Leo un libro de Fernando Nachón mientras mi perro Magno duerme a un costado, “¡Qué cómodo!” -Dirán ustedes “Ahora este autorcete mata a su padre para librarse de embrollos, ¡que se vaya a la mierda! Cerremos el libro” Pero no, no lo cierren, deténganse".
Yo decido cerrarlo. Es el día final antes de que Ella se vaya. Vemos la luna caer sobre nosotros hacia la medianoche. He aprendido a no enamorarme perdidamente de toda mujer que me rodea. Es triste, pero a algunos hombres les puede tomar toda su vida darse a la idea de que su corazón no puede ser siempre entregado.

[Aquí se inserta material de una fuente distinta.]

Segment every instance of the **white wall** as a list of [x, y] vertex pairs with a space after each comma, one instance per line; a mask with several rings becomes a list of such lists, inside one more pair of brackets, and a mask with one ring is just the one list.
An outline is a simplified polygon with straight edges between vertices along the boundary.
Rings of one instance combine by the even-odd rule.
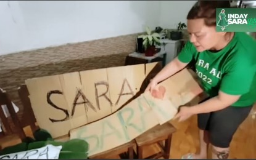
[[[176, 27], [194, 1], [0, 1], [0, 55]], [[178, 7], [182, 7], [181, 10]]]
[[135, 33], [159, 23], [160, 1], [0, 1], [0, 55]]
[[162, 1], [160, 4], [160, 25], [164, 28], [176, 28], [178, 23], [187, 23], [187, 14], [197, 1]]

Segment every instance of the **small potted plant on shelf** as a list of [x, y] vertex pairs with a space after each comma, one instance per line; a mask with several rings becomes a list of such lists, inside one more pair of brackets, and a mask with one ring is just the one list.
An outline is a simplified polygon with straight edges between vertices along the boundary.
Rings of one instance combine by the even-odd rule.
[[142, 45], [145, 50], [145, 56], [153, 56], [156, 52], [155, 46], [160, 45], [160, 34], [158, 33], [153, 33], [152, 30], [147, 26], [146, 28], [146, 34], [140, 35], [138, 38], [142, 38]]
[[182, 32], [181, 30], [183, 28], [187, 27], [187, 25], [184, 23], [180, 22], [178, 24], [178, 28], [176, 31], [173, 31], [171, 32], [171, 39], [172, 40], [180, 40], [182, 38]]

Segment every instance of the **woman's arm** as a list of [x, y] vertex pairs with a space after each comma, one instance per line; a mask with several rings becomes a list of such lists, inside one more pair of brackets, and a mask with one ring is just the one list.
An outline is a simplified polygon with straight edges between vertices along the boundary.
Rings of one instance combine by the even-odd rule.
[[155, 83], [159, 83], [165, 79], [171, 76], [181, 70], [188, 64], [188, 63], [183, 63], [176, 57], [171, 62], [168, 63], [152, 79]]
[[224, 109], [239, 100], [240, 95], [226, 94], [221, 91], [218, 96], [191, 108], [192, 114], [206, 113]]

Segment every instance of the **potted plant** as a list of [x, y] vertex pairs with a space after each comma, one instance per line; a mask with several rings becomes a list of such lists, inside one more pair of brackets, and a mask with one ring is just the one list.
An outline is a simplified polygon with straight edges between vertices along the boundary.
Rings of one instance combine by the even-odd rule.
[[156, 45], [160, 45], [160, 34], [158, 33], [153, 33], [152, 30], [147, 26], [146, 28], [146, 34], [139, 36], [138, 38], [142, 38], [143, 47], [145, 50], [145, 56], [153, 56], [156, 53]]
[[180, 40], [182, 38], [182, 32], [181, 30], [183, 28], [187, 27], [187, 25], [184, 23], [180, 22], [178, 24], [178, 28], [176, 31], [173, 31], [171, 32], [171, 39], [172, 40]]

Algunos otros nunca nos damos cuenta.
El chasquido del encendedor anunció la llegada de otro cigarro más a su boca:
«¿Por qué no le eres fiel a ninguna de tus parejas? »

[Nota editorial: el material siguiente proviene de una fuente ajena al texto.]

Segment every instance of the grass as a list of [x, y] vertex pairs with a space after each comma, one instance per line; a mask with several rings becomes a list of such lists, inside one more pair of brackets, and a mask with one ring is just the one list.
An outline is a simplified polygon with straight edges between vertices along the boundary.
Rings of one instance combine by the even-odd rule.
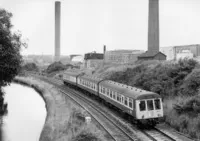
[[164, 99], [162, 119], [177, 131], [200, 139], [200, 66], [192, 59], [106, 64], [102, 78], [153, 91]]
[[191, 138], [200, 139], [200, 97], [181, 97], [164, 101], [165, 122]]
[[40, 141], [104, 141], [104, 131], [95, 123], [86, 123], [87, 112], [74, 104], [54, 86], [31, 77], [16, 77], [15, 81], [39, 91], [46, 103], [47, 117]]

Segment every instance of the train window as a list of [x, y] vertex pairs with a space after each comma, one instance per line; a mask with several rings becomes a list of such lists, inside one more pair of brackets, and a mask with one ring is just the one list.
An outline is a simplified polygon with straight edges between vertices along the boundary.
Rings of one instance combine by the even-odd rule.
[[107, 89], [107, 95], [108, 95], [108, 96], [109, 96], [109, 91], [110, 91], [110, 90], [109, 90], [109, 89]]
[[117, 94], [117, 101], [119, 101], [119, 95]]
[[106, 92], [106, 90], [105, 90], [105, 88], [103, 88], [103, 93], [105, 94], [105, 92]]
[[129, 107], [133, 108], [133, 100], [132, 99], [129, 99]]
[[124, 104], [125, 104], [126, 106], [128, 105], [128, 98], [127, 98], [127, 97], [125, 97]]
[[145, 101], [140, 101], [140, 111], [145, 111], [146, 110], [146, 104]]
[[121, 102], [121, 95], [117, 94], [117, 101]]
[[113, 99], [116, 99], [115, 93], [113, 93]]
[[121, 95], [119, 94], [119, 102], [121, 102], [122, 98], [121, 98]]
[[160, 110], [160, 109], [161, 109], [161, 106], [160, 106], [160, 99], [155, 99], [155, 100], [154, 100], [154, 103], [155, 103], [155, 109], [156, 109], [156, 110]]
[[148, 110], [153, 110], [153, 100], [147, 100]]

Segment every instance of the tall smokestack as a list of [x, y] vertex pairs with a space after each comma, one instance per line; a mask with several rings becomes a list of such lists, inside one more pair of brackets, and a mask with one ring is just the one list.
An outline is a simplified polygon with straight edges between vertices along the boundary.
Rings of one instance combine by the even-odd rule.
[[105, 55], [106, 53], [106, 45], [103, 46], [103, 54]]
[[60, 1], [55, 2], [55, 58], [60, 60]]
[[148, 51], [159, 52], [159, 0], [149, 0]]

Ella me pregunta, yo me quedo pensando; «Para amar como pingüino se tiene que actuar y ser un pingüino. Yo no soy un pingüino. No. Yo soy el joven llamado cuervo, ¿Qué no lo recuerdas? »
Y pensar que algunos escritores meditan sus mejores líneas en el momento más caótico. Y mientras los débiles apenas se pueden arrancar unos párrafos bajo el cobijo de su madre. Y que yo pertenezco al segundo grupo. Y veré a mi madre a los ojos y le diré soy el cuervo que criaste. Y me le pondré enfrente y exclamaré Yo soy el que te arrancará los ojos en tu lecho de muerte. Y así será. Y finiquito.

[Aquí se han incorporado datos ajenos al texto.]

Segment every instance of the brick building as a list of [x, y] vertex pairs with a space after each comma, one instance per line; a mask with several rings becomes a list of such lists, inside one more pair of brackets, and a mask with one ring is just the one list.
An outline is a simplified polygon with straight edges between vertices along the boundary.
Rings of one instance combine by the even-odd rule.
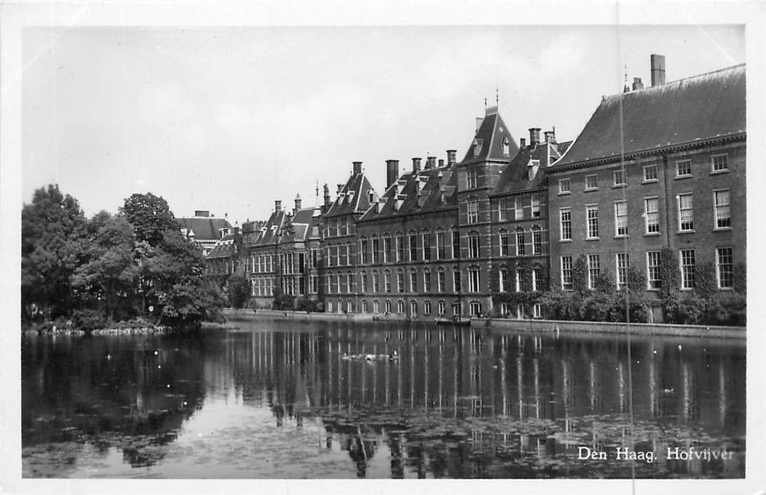
[[[630, 265], [656, 294], [667, 248], [682, 291], [702, 262], [715, 264], [719, 290], [733, 288], [746, 254], [745, 69], [665, 83], [664, 60], [653, 55], [650, 87], [637, 80], [633, 90], [603, 99], [548, 170], [554, 287], [572, 288], [584, 254], [590, 286], [608, 268], [622, 287]], [[653, 314], [661, 317], [657, 304]]]

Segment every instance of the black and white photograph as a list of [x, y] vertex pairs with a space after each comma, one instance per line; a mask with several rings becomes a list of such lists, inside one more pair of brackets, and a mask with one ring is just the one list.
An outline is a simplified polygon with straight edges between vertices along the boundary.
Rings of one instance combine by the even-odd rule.
[[763, 493], [727, 3], [9, 5], [0, 488]]

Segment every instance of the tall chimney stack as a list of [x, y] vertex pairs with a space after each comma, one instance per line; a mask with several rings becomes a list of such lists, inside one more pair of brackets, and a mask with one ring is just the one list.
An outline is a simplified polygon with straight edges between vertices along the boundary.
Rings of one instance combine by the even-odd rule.
[[540, 142], [540, 128], [539, 127], [530, 127], [529, 128], [529, 146], [534, 146], [535, 144]]
[[652, 86], [665, 84], [665, 55], [652, 54]]
[[399, 179], [399, 160], [385, 161], [385, 188], [388, 189]]

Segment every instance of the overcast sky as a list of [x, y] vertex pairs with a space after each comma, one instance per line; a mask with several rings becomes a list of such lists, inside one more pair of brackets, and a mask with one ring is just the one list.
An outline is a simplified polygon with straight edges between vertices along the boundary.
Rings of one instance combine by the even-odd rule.
[[[745, 62], [741, 26], [77, 28], [24, 31], [22, 197], [51, 182], [89, 216], [133, 192], [175, 216], [265, 219], [363, 162], [462, 159], [484, 99], [516, 141], [575, 138], [602, 95]], [[320, 192], [321, 195], [321, 192]]]

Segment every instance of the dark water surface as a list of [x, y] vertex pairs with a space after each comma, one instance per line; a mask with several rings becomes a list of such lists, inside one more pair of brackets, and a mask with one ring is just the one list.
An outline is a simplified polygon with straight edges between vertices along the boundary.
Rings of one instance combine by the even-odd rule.
[[[633, 337], [631, 367], [624, 336], [264, 320], [185, 337], [26, 335], [23, 473], [743, 477], [745, 351]], [[580, 460], [581, 447], [607, 458]], [[676, 447], [731, 458], [667, 459]]]

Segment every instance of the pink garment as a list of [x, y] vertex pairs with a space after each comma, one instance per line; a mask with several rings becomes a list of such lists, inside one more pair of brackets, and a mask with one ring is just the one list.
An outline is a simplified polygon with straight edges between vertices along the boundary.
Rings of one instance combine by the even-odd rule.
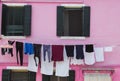
[[52, 61], [63, 61], [63, 45], [52, 45]]

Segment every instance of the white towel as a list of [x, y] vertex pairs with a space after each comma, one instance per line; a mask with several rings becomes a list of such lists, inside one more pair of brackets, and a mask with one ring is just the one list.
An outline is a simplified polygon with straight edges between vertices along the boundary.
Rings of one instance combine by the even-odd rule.
[[95, 49], [95, 58], [96, 62], [103, 62], [104, 61], [104, 50], [102, 47], [96, 47]]
[[56, 76], [66, 77], [69, 76], [69, 59], [67, 58], [64, 48], [64, 61], [56, 62]]
[[34, 55], [28, 55], [28, 70], [29, 71], [33, 71], [33, 72], [38, 71], [38, 63], [39, 63], [38, 57], [36, 57], [36, 62], [37, 62], [37, 66], [34, 60]]
[[[43, 47], [41, 48], [41, 50], [42, 49]], [[46, 59], [46, 61], [43, 60], [43, 51], [41, 51], [41, 73], [45, 75], [53, 75], [53, 70], [54, 70], [53, 64], [54, 64], [53, 61], [49, 62], [48, 59]]]
[[76, 59], [76, 46], [74, 47], [74, 57], [71, 58], [71, 65], [84, 65], [83, 59]]
[[94, 54], [95, 54], [94, 52], [91, 52], [91, 53], [85, 52], [84, 53], [85, 64], [93, 65], [95, 63], [95, 55]]

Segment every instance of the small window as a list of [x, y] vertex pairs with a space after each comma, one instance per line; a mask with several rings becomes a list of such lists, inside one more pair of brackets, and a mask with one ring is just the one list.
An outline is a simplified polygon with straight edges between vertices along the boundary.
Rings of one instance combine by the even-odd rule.
[[89, 37], [89, 6], [57, 6], [57, 36]]
[[31, 5], [2, 4], [2, 35], [30, 36]]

«¿Acaso hay un momento en el que te cuestiones todas las ficciones que te creas en tu cabeza? » Ella me pregunta
«¡Caww Caww! » Le contesto al levantar vuelo. Mis alas se baten y me separo de la tierra. Sin piedad exclamo a los cielos con mi crascitar. Soy las letras perdidas, la ficción en tu vida, cuando me ves sufres, cuando no me ves lloras. Soy la vida perdida, la ficción en las letras, He  sido hecho de menos
me han aventado a la fosa
más profunda
donde he añorado a la luz
por décadas
y aún así deseo el desastre.
¡Que me den el caos! sentirlo envolviendo en este cuerpo
o crearlo, ¡satisfacer el deseo
de ver el horror reflejado en tus ojos!

Me despedí de Ella en la central de autobuses, en el mismo lugar donde la recogí hace apenas unos días:
«Sé que no puede tomarme menos de medio siglo obtener la grandeza
pero si la obtengo
te lo juro mujer
sere el más grande
más grande que todos los otros.
Yo diría, el más grande que el mundo haya visto
».
«Yo también me divertí» me dice Ella, al apagar su último cigarrillo debajo de sus sandalias.
Magno le ladró para que volviera
y como tampoco se inmutó por abandonarlo
ambos pernoctamos nuestra derrota hacia el alba.
Un nuevo día. Me uno a la bandada y emigro contra el viento. Y esta historia continuará.